If you look at their papers and CVPR presentation and check every single example, you'll find that, with exception of some very simple surfaces, like a ball or a hat, all objects either don't move move much relative to each other (gesticulating human figures), or just happens to be the only object in the scene with the background completely subtracted (Snoopy, Duck, etc.). There are some shots with Snoopy standing on the table and flapping his ears in the KillingFusion paper -- notice that they use the frames where Snoopy doesn't move around for this. All this eliminates the need to match to geometry the previous frame -- which they don't do: they just evolve the live TSDF all the way to the original canonical TSDF.

That's an easy way to present this as if it works for any dynamic scene, when, in reality, it can't really work even for the Snoopy walking around on the table -- the rigid fusion component would match the "future" table to the "original" table, leaving the "future" Snoopy too far away from the "original" Snoopy for the non-rigid alignment to work properly -- the data term would have simply no information to go on.

This is why I'm currently devising a scheme where the "live" TSDF is aligned to the "previous"-frame state rather the canonical.

@Algomorph : Thank you for your quick reply.

a.

They don't tell you that you can't register two objects when they are far away with the dynamic alignment, a.k.a. the part of Killing- or SobolevFusion optimization that evolves the "live" SDF to the "canonical".
Yes, they could have been more explicit of this issue in 3.2. Rigid Component of the Motion* of KillingFusion paper. For now, I can just do this using Procrustes or ICP algorithm.

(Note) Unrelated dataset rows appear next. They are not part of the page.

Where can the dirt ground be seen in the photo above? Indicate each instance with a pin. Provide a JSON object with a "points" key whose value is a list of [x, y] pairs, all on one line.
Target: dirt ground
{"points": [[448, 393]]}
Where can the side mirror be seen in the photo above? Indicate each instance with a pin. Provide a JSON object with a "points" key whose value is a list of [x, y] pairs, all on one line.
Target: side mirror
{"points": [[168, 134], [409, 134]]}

Regarding multiple motions(table and Snoopy), I mostly agree, but this is research(& IMO, a good one, albeit on paper). As of now, I don't see any way for it to perform well on multiple objects. Especially, since there are no proper correspondences.

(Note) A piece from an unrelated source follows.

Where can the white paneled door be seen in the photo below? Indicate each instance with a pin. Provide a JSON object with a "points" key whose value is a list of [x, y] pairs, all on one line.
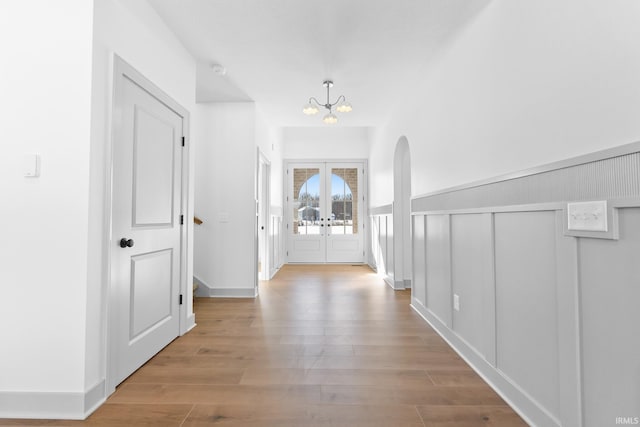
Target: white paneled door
{"points": [[325, 212], [146, 227]]}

This is why I'm currently devising a scheme where the "live" TSDF is aligned to the "previous"-frame state rather the canonical.
I wanted to achieve the rigid registration, since my focus was only to replicate results of Mira. Without rigid registration, I relied on applying previous frame Deformation Field to current frame and then performed registration toward canonical frame.

b. More importantly, thank you. I had similar discussion with Mira but she didn't mention to me anything about ignoring these untouched voxels. So, I was in doubt if this is what I should implement. Your confirmation means a lot.

This may have certain side-effects, like the voxels on the border of the SDF being dragged slower

This is still fine. It will lead to lower convergence, but without this Killing energy will just explode. Furthermore, it might not be 1/2, since I can fallback to forward/backward difference instead of central). The only disadvantage is central difference would have been a bit less noisy compared to forward or backward difference.